If G/CSE could identify that the result of a comparison instruction has been
previously calculated, it could optimize away the re-calculation of the
common expression.
This could, IMO, be realized by inserting "announcement" instructions. I.e.
instructions that are generated at expand and that are carrying a special
flag that causes them to be removed after the initial G/CSE passes. I.e. one
would require a tiny additional pass to be run after G/CSE that replaces
these instructions by note instructions before register allocation.

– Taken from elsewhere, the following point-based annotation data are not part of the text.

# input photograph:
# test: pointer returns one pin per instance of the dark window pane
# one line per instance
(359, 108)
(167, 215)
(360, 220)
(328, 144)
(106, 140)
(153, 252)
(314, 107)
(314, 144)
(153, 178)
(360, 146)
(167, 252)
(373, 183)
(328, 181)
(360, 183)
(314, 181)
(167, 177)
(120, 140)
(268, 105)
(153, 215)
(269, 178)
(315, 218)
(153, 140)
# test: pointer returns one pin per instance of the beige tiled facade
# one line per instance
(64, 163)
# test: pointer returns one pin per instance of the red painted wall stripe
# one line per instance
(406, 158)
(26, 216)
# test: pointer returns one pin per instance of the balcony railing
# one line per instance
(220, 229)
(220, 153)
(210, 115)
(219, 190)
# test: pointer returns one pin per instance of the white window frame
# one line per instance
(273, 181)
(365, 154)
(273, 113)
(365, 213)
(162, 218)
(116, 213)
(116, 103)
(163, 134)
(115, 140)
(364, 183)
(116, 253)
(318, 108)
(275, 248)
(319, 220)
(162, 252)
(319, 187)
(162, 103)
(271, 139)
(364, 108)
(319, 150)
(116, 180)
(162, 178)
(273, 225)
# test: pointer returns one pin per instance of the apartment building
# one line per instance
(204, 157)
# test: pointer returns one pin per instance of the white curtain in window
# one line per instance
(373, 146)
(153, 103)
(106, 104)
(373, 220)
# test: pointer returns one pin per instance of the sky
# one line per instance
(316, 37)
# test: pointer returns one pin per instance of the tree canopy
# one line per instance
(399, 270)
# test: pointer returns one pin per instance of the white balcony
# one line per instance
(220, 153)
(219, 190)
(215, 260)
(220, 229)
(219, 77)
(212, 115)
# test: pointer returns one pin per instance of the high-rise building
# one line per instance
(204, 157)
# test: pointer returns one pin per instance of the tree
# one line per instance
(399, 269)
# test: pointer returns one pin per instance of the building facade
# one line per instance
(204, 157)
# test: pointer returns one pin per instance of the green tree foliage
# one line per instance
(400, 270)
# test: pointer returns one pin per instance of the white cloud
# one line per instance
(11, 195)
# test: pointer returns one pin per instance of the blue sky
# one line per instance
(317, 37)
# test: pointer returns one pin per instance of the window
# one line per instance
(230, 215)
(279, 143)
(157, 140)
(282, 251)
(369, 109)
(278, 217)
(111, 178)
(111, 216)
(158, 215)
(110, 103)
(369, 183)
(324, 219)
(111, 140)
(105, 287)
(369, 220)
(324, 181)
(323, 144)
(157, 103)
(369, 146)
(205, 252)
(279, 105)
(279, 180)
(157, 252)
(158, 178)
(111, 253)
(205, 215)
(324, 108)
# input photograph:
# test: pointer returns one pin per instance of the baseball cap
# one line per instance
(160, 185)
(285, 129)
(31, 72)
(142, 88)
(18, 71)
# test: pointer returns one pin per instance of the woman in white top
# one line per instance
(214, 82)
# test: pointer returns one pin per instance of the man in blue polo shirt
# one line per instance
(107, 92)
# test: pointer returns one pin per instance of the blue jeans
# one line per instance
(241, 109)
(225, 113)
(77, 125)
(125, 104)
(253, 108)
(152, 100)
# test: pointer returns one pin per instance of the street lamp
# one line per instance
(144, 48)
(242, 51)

In order
to describe more clearly, what I am thinking about: Looking at the example
long long x;
long long y;
long long d;
d = (x - y); // operation 1
if (x < y) // operation 2
{
I'd suggest to expand this into a sequence like (pseudocode)
; RTX for operation 1 starts here
(set reg:SI 100) (subreg:SI (reg:DI x) 0)
(set reg:SI 101) (subreg:SI (reg:DI x) 4)
(set reg:SI 102) (subreg:SI (reg:DI y) 0)
(set reg:SI 103) (subreg:SI (reg:DI y) 4)
(parallel (
(set reg:SI 104) (minus:SI (reg:SI 100) (reg:SI 102)))
(set CC:CC_carry) ( ... rtx for carry bit ...))
(parallel (
(set reg:SI 105) ( minus:SI (CC:SI) (minus:SI (reg:SI 100) (reg:SI 102))))
(set CC:CC_comp) (unspec [(reg:SI 100) (reg:SI 102) (set CC:CC_carry)] cp)))
; "announce" insn that is removed without replacement after GCSE
(parallel (
(set CC:CC_comparison) (compare:DI (reg:DI x) (reg:DI y))
(use CC)
(note ("to be removed after gcse") ))
(set (subreg:SI (reg:DI x) 0) (reg:SI 104))
(set (subreg:SI (reg:DI x) 4) (reg:SI 105))
; RTX for operation 2 starts here
(set reg:SI 106) (subreg:SI (reg:DI x) 0)
(set reg:SI 107) (subreg:SI (reg:DI x) 4)
(set reg:SI 108) (subreg:SI (reg:DI y) 0)
(set reg:SI 109) (subreg:SI (reg:DI y) 4)
(set CC:CC_comp) (compare:CC_comparison (reg:SI 106) (reg:SI 108))
(set CC:CC_comp) (unspec [ (reg:SI 106) (reg:SI 108) (CC:CC_comp)] cpc)
; Identical "announce" insn that is removed without replacement after GCSE
(parallel (
(set CC:CC_comp) (compare:DI (reg:DI x) (reg:DI y))
(use CC)
(note ("to be removed after gcse") ))
I have seen that this kind of approach indeed can work, by studying the
example of a (admittedly sub-optimal) divmodsi4 pattern for the AVR target.
(There I admit are other ways for resolving the missed optimization issue).
The optimizers indeed are able to identify by using "announcement"
instructions that common expressions do not need to be re-calculated. Also
the restrictions for "double-set" instruction patterns would not apply.
For implementing such a new class of announcement instructions, one only would
need to implement a pass that replaces them by simple note insns after GCSE.
Yours,
BjÃrn
P.S.:
I think that "announcement instructions" could be useful as well in other
circumstances. E.g.
- for communicating that a built-in library function for divmodsi4 had
calculated as an unexpected by-product the absolute values of the input
operands that remain in some registers.
- for communicating that when returning from some built-in function some
register has a known constant value, e.g. 0.0, -1.0.